What is Clubfoot?

Clubfoot deformity is a physical disability that is easily treated in children, especially before they are 3 years of age.

In Australia, the UK and the Western world, identification of clubfoot often occurs before birth and correction commences very soon after birth. The incidence of clubfoot in developing countries such as Bangladesh is similar to the Western world but the large population makes this a substantial problem. Sadly, many parents have not been aware or able to access corrective treatment until recently.

The Challenge

The Challenge is to enable children like Halima to be able to walk, play and grow into a valuable member of the community and put the smiles back on her parent’s faces. Alternatively, life can be a struggle for the entire family and Halima’s prospects would be a life of debilitation and poverty.

Every year an estimated 5000 children are born with clubfoot deformity in Bangladesh. Through education, training, awareness and the operation of it’s clubfoot clinics Walk for Life is making a difference. You can help change a life forever! “Share the joy and be part of the Solution”

The Solution

A sustainable program has been built utilising our network of clinics, brace-making capability, ongoing training and education for communities, medical staff and students.

Walk for Life uses the globally preferred non-surgical Ponseti method to correct clubfoot deformity in babies and young children. Our Memorandum of Understanding (MOU) with the Ministry of Health in Bangladesh and the support of the orthopedic surgeons in Bangladesh is crucial in enabling us to reach as many children as possible.

Ponseti Method

Dr Ignacio Ponseti,a pediatric orthopedic specialist developed the Ponseti technique in the 1960s at the University of Iowa, USA after observing poor outcomes of clubfoot surgery.

The essence of the Ponseti technique is accurate manual correction of the developing foot anatomy which allows the tight ‘clubfoot ligaments to stretch and lengthen. This process of ‘stretch’ (by hand) and ‘hold’ (by casts) is gentle and sequential; gradually shifting the foot bones to the correct positions. The tendency of the clubfoot to relapse or ‘spring back’ needs to be appreciated and is the reason for the very necessary maintenance bracing phase –  arguably the most important part of the process.

The Ponseti technique consist of three sequential stages:

  1. manipulation and casting (up to 4-6 weeks)
  2. a small procedure to lengthen the Achilles tendon (heals in a ‘rest cast’ for 3 weeks)
  3. a brace (boots and bar) to maintain correction with growth (to age 4-5 years)

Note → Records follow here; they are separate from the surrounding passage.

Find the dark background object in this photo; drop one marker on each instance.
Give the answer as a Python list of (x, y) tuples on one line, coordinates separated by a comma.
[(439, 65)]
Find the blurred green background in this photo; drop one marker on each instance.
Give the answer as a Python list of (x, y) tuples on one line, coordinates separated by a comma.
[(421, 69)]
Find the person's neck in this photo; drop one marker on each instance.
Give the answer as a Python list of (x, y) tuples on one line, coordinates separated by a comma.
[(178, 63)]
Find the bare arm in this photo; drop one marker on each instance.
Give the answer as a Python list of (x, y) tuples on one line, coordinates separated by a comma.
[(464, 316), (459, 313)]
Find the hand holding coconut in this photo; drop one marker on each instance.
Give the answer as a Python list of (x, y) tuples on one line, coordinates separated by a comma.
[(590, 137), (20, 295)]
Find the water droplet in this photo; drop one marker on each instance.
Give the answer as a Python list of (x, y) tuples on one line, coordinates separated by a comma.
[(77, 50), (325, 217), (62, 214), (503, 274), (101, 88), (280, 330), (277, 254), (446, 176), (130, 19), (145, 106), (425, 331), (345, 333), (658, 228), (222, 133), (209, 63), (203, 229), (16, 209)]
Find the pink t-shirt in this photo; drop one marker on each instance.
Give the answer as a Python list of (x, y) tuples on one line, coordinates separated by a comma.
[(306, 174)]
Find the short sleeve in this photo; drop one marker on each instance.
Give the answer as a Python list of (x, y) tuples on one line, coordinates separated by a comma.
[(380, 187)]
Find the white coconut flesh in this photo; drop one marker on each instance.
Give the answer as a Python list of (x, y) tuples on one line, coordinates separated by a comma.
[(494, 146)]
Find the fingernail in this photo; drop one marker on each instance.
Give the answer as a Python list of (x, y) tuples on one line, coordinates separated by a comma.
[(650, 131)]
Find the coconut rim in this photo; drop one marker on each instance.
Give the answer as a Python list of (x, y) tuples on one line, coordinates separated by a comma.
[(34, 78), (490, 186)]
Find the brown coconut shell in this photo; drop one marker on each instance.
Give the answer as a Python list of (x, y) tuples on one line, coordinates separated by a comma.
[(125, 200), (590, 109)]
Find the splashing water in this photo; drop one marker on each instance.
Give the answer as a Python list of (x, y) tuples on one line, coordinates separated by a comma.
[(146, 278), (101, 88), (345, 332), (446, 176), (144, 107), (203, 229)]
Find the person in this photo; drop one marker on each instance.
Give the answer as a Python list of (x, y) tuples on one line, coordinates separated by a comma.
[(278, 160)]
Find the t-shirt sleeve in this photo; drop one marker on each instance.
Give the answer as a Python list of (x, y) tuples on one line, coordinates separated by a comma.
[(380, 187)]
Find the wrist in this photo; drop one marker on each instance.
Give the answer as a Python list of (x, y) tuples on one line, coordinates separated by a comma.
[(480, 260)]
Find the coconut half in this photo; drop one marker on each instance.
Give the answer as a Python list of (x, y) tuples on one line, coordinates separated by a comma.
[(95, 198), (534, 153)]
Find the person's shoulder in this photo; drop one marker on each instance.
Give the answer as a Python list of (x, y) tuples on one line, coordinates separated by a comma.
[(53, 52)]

All time frames are approximate as individually cases do vary.

Many studies have shown that when applied correctly, the Ponseti technique can achieve correction of the clubfoot deformity in over 90% of cases. These outcomes have seen the Ponseti method become the treatment of choice for clubfoot by all medical and health professionals involved in clubfoot correction around the world.

Braces – to maintain the corrected foot position with growth

After the casting and achilles tendon lengthening the child is immediately fitted with a maintenance brace (boots and bar). It is crucial that all of the correction gained with plaster casts is maintained with the brace.

The clubfoot brace is an extremely important part of the Ponseti method. It holds the correction of the foot and helps to prevent relapse. For the first 3 months after the foot is corrected the baby should wear the brace for 23 hours a day. It can be removed for an hour at bath time.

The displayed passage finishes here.